Wie schon angedeutet, spielt die Literatur eine wichtige Rolle in meinem Leben. Jetzt kann ich endlich frei entscheiden, was ich lesen möchte; denn das war während der Studien- und Berufszeit nur ausnahmsweise der Fall. Seit meinem 7. Lebensjahr bin ich begeisterte, manchmal auch besessene Punktschriftleserin. Zwar habe ich mir auch immer gern vorlesen lassen. So habe ich denn auch die erste Hörbücherei freudig begrüßt, und bis heute bin ich ihre eifrige Kundin. Aber es geht mir nichts über das eigene Lesen, und ich ziehe noch immer die in Punktschrift übertragenen Bücher den auf Band gelesenen bei Weitem vor. Die häufig zu hörenden Klagen über eine zu geringe Auswahl an Punktschriftliteratur, kann ich nur teilweise verstehen. Gewiss gibt es nicht immer gleich das Allerneueste; aber zum einen ist das Neueste nicht unbedingt auch das Beste, zum andern ist das vorhandene so reichhaltig, dass ein ganzes langes Leben nicht ausreicht, um all das zu lesen, was die Punktschriftbüchereien anbieten. Jedenfalls ist meine Wunschliste noch lange nicht erschöpft. Außerdem lese ich ein gutes Buch auch gern ein zweites oder ein drittes Mal. Wie anders liest man doch ein Buch mit 70, als mit 17 Jahren! Mit großer Sorge verfolge ich die Bestrebungen einiger sehender Blindenpädagogen, die mit unverzeihlichem Unverstand die Punktschrift als überholt und überflüssig erklären wollen. Mir vergeht kein Tag ohne Punktschrift, und ich kann mir mein Leben ohne sie nicht vorstellen. Daran ändert sich auch nichts durch das sprechende Lesegerät, das mir zwar eine unentbehrliche Hilfe geworden ist, um die Post zu lesen. Ich besitze es seit sechs Jahren, habe aber bisher nur vier Bücher, allerdings umfangreiche, damit gelesen. Eigentlich wäre eine Braillezeile fällig; ich sollte mich wohl bald zu ihrer Anschaffung entschließen. Dagegen gedenke ich auf Internet, E-Mail u.ä., weiterhin zu verzichten.

An moderner Technik bin ich also nur mäßig interessiert. Wichtig ist mir ein gutes Stereogerät. Mit einer Digitalanlage kann ich unzählige Rundfunk- und Fernsehsender in CD-Qualität empfangen. Letztere höre ich so gut wie gar nicht, erstere immer seltener. Liegt es an mir, an meinem Älterwerden, dass mir die vielen Programmangebote immer dürftiger erscheinen?

Mein Handy nehme ich nur unterwegs mit, für den Notfall. Das Telefon hingegen spielt eine bedeutende Rolle in meinem Leben. Es schafft Verbindung und Nähe, auch über große Entfernungen, die sonst schwer zu überbrücken wären: mit Verwandten und Freunden, ehemaligen Schülern und Mitschülern und so fort.

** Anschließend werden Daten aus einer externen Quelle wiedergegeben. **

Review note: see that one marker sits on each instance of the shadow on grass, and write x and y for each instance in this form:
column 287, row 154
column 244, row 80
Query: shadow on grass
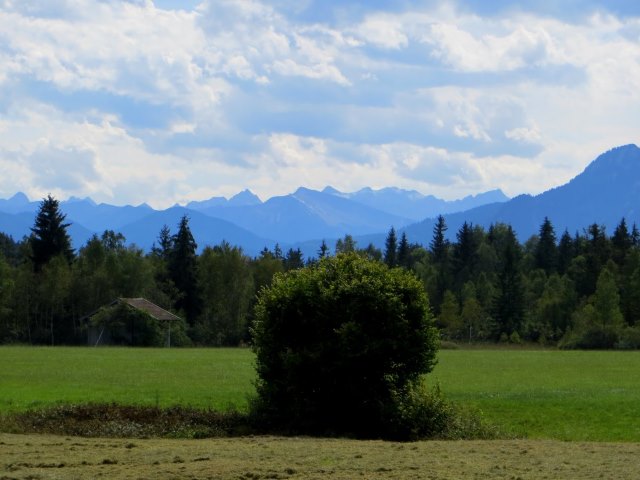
column 121, row 421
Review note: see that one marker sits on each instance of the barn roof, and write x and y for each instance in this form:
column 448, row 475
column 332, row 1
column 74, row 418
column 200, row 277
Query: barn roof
column 152, row 309
column 143, row 305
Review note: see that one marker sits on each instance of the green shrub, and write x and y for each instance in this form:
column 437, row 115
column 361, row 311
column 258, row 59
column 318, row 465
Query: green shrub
column 340, row 347
column 629, row 338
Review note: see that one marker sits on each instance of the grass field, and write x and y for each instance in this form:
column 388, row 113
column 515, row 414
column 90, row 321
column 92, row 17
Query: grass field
column 539, row 394
column 251, row 458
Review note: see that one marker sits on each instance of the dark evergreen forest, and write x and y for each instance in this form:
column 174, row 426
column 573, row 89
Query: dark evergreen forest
column 568, row 289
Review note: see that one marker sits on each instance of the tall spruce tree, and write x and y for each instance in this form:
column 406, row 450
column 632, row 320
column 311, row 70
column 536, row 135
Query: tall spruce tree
column 464, row 255
column 546, row 252
column 508, row 307
column 183, row 270
column 621, row 242
column 391, row 249
column 404, row 252
column 49, row 237
column 566, row 252
column 439, row 249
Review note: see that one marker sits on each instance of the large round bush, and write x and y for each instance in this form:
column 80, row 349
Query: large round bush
column 341, row 347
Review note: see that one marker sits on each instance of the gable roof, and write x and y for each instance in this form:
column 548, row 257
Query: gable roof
column 148, row 307
column 142, row 304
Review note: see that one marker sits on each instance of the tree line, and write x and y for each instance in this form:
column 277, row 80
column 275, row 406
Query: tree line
column 581, row 290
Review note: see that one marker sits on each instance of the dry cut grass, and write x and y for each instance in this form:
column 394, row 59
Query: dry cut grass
column 49, row 457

Was wäre noch zu erwähnen? Ab und zu etwas schreiben, wie zum Beispiel den vorliegenden Beitrag, Aufsprachen für Hörzeitschriften, Besuche und Gegenbesuche, Veranstaltungen des Blindenvereins, eine ökumenische Woche im Westerwald ... .

Nach und nach fange ich an aufzuräumen, zu ordnen, zu sichten und zu entsorgen: Briefe, Notizen, Bücher, Musikalien ... . Es ist eine Riesenarbeit, die mich noch eine gute Weile beschäftigen wird, und das Loslassen wird mir nicht leicht. Aber die Zeit läuft davon, der Faden spult sich ab, und irgendwann ist das Ende erreicht. Bis dahin bin ich dankbar für jeden Tag, der mir noch geschenkt ist.